The other flag that needs conservation is the regimental battle flag from the 11th Va. Infantry.

Two of the 10 units in the 11th Va. Infantry were from Botetourt and fought under that flag– the Fincastle Rifles and the Valley Regulators. The latter was originally a militia unit that included Botetourt and Rockbridge men who became Company K in the 11th Va. Infantry. The Fincastle Rifles became Company D.

The MOC Flag Conservation Program essentially seeks to pair a sponsor (individual or group) with a particular flag in need of conservation, with the goal of raising the necessary funds for treatment, Wright wrote in an email about the program.

“The main responsibility of the sponsor is strictly to fundraise– the MOC takes care of everything else,” she said.

Before an individual or group gains sponsorship, there is an initial cost of $250 that covers the expenses associated with transporting the flag to the MOC’s textile conservator in West Virginia for evaluation and to get a written cost estimate for the conservation treatment. The painstaking treatments can run into the thousands of dollars, depending on the flag’s condition.

After receipt of the “treatment proposal,” the potential sponsor may decide to continue with the project by sending the MOC a letter of intent outlining the financial support pledged and a proposed time frame for payment, Wright said.

She noted the MOC has an entire packet devoted to outlining the Flag Conservation Program for potential sponsors.

The Botetourt Dragoons’ flag is among those needing a sponsor, so there’s no estimate on the cost of conserving the flag.

The 11th Virginia Volunteer Infantry, Company G, Lynchburg Home Guard, a reenacting unit in Lynchburg, has become the sponsor for raising funds to conserve the 11th Va.
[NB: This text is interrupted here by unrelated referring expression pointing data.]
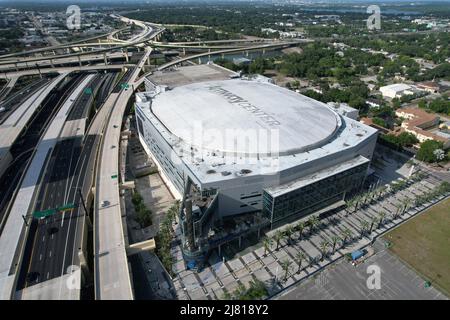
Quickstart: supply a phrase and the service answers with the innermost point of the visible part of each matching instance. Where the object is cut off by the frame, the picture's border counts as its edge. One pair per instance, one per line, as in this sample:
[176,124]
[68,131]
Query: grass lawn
[424,243]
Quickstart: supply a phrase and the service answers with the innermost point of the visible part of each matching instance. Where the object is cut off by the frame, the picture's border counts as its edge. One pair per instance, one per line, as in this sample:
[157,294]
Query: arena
[245,155]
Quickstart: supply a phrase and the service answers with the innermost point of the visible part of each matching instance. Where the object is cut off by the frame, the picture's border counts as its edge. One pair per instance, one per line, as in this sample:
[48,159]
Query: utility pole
[82,201]
[85,209]
[25,220]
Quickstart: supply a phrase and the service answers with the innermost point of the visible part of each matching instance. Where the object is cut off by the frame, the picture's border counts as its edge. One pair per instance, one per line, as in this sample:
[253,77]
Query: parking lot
[225,275]
[342,281]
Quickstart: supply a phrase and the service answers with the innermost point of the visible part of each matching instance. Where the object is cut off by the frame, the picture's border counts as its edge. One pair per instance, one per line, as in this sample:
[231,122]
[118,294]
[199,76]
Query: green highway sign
[66,207]
[50,212]
[43,214]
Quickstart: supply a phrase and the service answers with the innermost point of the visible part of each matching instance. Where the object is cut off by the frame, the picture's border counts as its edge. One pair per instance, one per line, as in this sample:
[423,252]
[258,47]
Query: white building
[396,90]
[248,151]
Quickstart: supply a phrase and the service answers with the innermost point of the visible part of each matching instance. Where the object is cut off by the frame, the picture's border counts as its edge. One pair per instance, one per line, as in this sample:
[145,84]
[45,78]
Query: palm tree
[373,221]
[350,203]
[334,241]
[346,234]
[323,246]
[300,227]
[285,265]
[364,225]
[267,243]
[278,236]
[406,204]
[381,217]
[289,232]
[300,256]
[313,222]
[397,212]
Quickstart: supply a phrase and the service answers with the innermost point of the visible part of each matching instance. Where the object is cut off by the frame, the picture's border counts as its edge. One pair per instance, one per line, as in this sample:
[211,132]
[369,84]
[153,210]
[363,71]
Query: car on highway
[32,276]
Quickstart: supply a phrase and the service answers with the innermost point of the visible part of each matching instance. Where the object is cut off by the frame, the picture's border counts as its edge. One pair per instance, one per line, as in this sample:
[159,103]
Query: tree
[334,241]
[427,149]
[300,227]
[313,222]
[382,216]
[289,232]
[373,221]
[364,225]
[285,265]
[346,234]
[300,256]
[439,154]
[277,237]
[398,210]
[323,246]
[406,203]
[267,243]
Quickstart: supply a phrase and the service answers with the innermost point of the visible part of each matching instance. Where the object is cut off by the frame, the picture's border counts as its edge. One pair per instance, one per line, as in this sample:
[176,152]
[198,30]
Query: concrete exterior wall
[239,194]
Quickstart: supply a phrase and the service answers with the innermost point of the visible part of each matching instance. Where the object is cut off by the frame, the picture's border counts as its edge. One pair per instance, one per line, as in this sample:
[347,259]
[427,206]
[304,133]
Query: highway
[18,98]
[72,58]
[58,239]
[66,70]
[109,243]
[15,228]
[219,52]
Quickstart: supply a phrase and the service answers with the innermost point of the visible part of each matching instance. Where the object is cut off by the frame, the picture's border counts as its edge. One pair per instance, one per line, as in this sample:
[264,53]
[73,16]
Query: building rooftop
[302,129]
[316,176]
[234,108]
[398,87]
[176,77]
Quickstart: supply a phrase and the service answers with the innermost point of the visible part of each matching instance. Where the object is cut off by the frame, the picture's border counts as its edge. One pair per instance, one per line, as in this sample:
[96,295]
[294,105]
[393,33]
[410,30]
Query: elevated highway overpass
[227,51]
[112,283]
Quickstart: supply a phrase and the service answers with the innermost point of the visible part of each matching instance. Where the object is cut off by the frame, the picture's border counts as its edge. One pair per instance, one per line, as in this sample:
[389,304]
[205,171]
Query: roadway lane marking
[70,220]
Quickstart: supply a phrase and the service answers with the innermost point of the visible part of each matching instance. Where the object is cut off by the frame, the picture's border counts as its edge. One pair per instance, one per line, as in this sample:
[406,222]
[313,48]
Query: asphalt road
[342,281]
[22,149]
[57,238]
[15,100]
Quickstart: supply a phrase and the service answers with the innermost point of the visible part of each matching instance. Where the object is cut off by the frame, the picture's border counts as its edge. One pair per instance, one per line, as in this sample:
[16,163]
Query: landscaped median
[424,242]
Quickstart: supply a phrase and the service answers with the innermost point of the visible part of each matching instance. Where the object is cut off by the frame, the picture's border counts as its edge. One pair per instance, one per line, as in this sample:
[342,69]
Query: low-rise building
[416,123]
[396,90]
[429,86]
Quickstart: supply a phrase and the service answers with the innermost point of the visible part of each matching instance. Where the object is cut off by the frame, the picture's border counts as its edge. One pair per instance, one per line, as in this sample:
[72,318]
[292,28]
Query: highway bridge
[73,168]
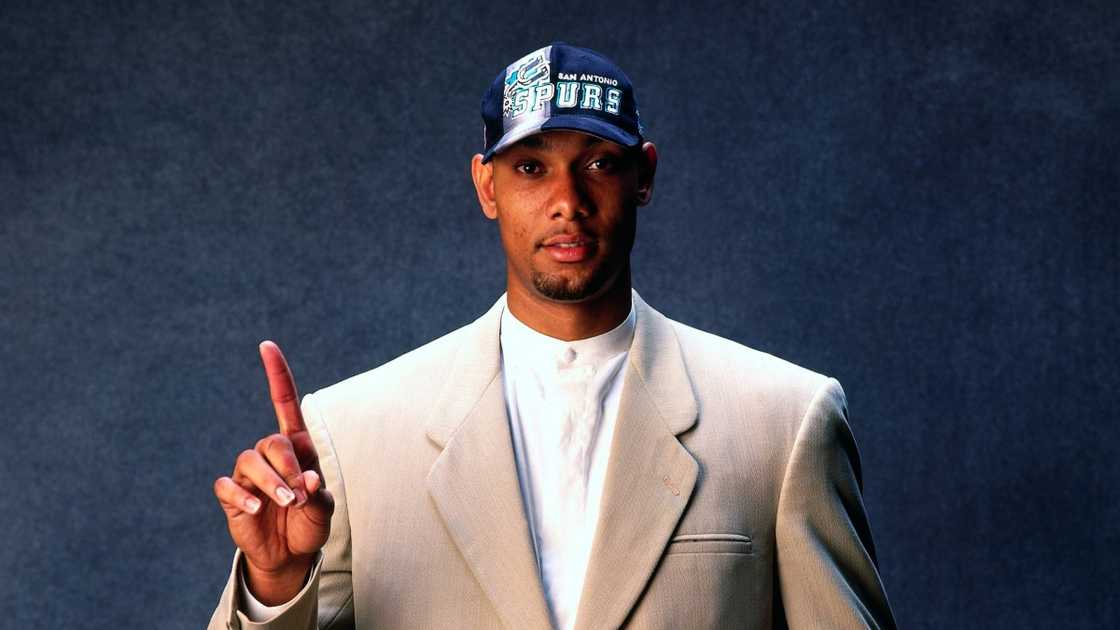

Infantry Battle Flag, according to member Bob Hopkins of Lynchburg. He’s also a member of the Lynchburg Civil War Roundtable.

Hopkins has helped revive that fundraising effort since the endeavor can seem expensive.

“We got an estimate from MOC for the conservation– $11,900.” Hopkins wrote in an email.

The reenactment group has sent $1,000 to the MOC since last fall as well as gotten pledges for another $2,000 over the next four years. “… we are close to one-quarter of the way there already, not counting what else is going in to MOC without us knowing about it,” Hopkins wrote.

The reenactment unit has a display about the flag project they’ve begun setting up at reenactments, and they have a design with the flag for shirts to sell that also promote the project.

“Our goal is to have the money raised no later than the end of 2014, so the conservation can be completed and the flag back to MOC before April 2015,” Hopkins said.

The 11th Va. Regiment served with distinction in a number of battles from First Manassas in July 1861 to Sailor’s Creek in April 1865. The flag was captured by Lt. William W. Winegar of the 1st N.Y. Dragoons at the Battle of Five Forks southwest of Petersburg on April 1, 1865– eight days before Robert E. Lee surrendered at Appomattox.

Those wanting to donate to conserving the 11th Va. Infantry Battle Flag can do so by sending donations to Cathy Wright, Curator, Museum of the Confederacy, 1201 East Clay St., Richmond, 23219. Contributions are tax deductible and should include information that the donation is for the 11th Va. Battle Flag.